Van den hak op den tak
De goudsmid en de vogeltjes
Ik zeg, toeval is toeval... Toen ik opkeek, stond hij, op een paar passen, vóór en naast me: Fernand Victor Toussaint, genaamd van Boelaere. En we keken samen naar de vogeltjes, dien vinnigkouden winterzondagmorgen, op de Groote Markt te Brussel. Hij, onder zijn bleekbeigen vilthoed, een hoogrood gezicht, en onder zijn hoogrood gezicht, een witgele wollen sjerp, die goed zat. Ik,... heeft geen belang.
En hij keek naar de vogeltjes, de vinken, de sijsjes, de peruchen ofte parkietjes, de kanarievogeltjes. En hij keek de vogelaars en aanstaande vogelaars vlak in de oogen. En hij luisterde, met zg. gespannen aandacht, naar wat die wel, haast op een begrafenistoon. onder elkaar vertelden... De goudsmid keek en luisterde!
En ik dacht zoo bij mezelf: de goudsmid kijkt en luistert... En wie weet, of het alles weer geen goud wordt in zijn geest, gouden vogeltjes en gulden gesprekken.
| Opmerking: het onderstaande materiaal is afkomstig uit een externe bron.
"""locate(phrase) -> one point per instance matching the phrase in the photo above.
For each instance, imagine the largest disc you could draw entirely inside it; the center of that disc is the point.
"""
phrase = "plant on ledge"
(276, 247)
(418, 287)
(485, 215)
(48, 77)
En straks zal de goudsmid, bij het late licht van den winterzondagmiddag, die gouden vogeltjes en gulden gesprekken in zijn geest weer oproepen, en het zullen, op het verduldig papier onder zijn geduldig ciseleerende hand, gouden woorden en gouden zinnen worden. En het wordt, allicht, een nieuw gedicht voor een nieuwen ‘Gouden Oogst’? Of een kortverhaal: ‘De Vogeltjes’?
Nog dienzelfden avond heb ik een paar bladzijden van den Goudsmid herlezen. En ik heb, van al die goudsmederij, niets teruggevonden. Ik vond slechts proza, dat juist zei wat het, waarschijnlijk, juist te zeggen had. En ik was tevreden, als de Japansche steenhouwer! - Th.